In other words, any missile defenses would be part of a larger war, making it difficult to predict the various scenarios that might unfold in a prolonged, wider war with Iran.
All these military measures would have to be tied to political goals. Yet an escalating conflict could easily lead to shifting war aims and mission creep. For example, the United States and its allies might seek regime change rather than just the eradication of Iran's nuclear program. Likewise, for the Iranian regime, objectives could encompass not just survival and sanction-busting but also a desire to inflict economic harm on the United States and threaten the viability of Israel.
Israel, with its Iron Dome and Arrow anti-ballistic missile defense systems, has the world's most robust national missile defenses in the world. Yet if Tehran acquires nuclear weapons, many Israelis believe the Iranians would use them as an offensive weapon and not just to achieve deterrence.

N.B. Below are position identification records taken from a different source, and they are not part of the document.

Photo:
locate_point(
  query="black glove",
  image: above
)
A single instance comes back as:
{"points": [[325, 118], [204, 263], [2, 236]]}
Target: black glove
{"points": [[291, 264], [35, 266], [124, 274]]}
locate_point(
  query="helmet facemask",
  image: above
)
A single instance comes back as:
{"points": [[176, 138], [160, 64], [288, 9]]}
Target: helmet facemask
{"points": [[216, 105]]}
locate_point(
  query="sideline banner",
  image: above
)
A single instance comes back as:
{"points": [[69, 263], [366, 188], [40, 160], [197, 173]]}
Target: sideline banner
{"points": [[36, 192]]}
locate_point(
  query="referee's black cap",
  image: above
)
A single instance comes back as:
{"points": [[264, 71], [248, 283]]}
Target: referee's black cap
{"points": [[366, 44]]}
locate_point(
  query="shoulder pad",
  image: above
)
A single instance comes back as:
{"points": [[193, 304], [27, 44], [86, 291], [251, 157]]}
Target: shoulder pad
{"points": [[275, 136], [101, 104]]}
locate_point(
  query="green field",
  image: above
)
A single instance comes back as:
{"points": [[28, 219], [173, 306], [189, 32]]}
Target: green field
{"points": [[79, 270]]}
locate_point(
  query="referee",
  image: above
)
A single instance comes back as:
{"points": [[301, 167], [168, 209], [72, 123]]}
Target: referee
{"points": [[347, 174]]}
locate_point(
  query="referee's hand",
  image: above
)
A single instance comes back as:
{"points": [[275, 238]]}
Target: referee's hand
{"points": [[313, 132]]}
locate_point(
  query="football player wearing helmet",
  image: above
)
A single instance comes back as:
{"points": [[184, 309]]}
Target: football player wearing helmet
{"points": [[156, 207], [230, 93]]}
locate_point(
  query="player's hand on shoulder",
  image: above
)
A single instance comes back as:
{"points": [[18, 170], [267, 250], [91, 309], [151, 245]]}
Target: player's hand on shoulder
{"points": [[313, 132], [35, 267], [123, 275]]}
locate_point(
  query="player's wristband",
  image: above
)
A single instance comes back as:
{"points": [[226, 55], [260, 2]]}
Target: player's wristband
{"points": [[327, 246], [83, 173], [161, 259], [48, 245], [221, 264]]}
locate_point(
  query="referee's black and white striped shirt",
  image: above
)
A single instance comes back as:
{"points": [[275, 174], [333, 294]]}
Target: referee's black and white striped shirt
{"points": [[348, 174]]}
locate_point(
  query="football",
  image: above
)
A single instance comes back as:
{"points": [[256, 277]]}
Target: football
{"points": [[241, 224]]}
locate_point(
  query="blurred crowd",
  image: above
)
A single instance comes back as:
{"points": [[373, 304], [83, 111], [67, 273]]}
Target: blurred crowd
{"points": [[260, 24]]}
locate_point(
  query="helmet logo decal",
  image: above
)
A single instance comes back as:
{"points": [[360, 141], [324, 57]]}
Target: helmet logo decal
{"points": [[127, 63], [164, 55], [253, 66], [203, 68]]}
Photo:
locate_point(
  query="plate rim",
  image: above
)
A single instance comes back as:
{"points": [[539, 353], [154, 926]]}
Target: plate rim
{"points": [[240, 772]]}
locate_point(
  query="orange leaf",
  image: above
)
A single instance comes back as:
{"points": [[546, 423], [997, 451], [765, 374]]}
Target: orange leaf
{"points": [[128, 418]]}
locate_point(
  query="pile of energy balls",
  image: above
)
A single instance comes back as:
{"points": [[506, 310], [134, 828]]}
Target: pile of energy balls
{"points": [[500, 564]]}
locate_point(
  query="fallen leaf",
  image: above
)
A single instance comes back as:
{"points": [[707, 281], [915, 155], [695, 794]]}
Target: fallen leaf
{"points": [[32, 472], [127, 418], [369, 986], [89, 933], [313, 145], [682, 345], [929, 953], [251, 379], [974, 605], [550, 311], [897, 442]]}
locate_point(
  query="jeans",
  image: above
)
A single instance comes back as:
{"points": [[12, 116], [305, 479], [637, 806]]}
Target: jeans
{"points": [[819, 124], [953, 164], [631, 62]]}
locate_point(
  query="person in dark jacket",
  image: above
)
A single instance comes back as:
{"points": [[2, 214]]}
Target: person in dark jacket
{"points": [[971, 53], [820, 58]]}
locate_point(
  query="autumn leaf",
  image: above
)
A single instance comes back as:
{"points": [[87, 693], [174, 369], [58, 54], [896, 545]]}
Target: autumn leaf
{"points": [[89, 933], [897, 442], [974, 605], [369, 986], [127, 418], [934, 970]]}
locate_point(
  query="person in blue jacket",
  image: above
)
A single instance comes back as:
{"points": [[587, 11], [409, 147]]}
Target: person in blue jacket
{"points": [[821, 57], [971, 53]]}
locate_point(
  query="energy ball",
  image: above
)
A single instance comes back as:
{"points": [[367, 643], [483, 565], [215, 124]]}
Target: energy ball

Israel's Iron Dome can protect against short-range missiles, and recently upgraded Arrow systems are designed to thwart advanced medium-range missiles. But reports are rampant that Israeli Prime Minister Benjamin Netanyahu might pre-emptively strike Iran's nuclear facilities before the U.S. November elections. No doubt such reports are only further encouraging the Obama administration's intensive efforts to strengthen deterrence and reassure regional partners.
But it is unlikely that Israel and the Gulf Arab states can forge a seamless missile shield across a vast region. Indeed, there are serious questions about how well Gulf states can share information and act in concert.
What's new this past year is that five of the six-member states that make up the Gulf Cooperation Council (Oman being the outlier) are attempting NATO-like security cooperation despite their different agendas and historical antipathies. Longstanding differences are unlikely to be bridged in a matter of months -- unless something forces them together.
No country is eager to blunder into war with Iran. At the same time, should conflict escalate, Iran's actions may drive disparate actors, even Gulf Arab states and Israel, to unprecedented collaboration for their mutual defense.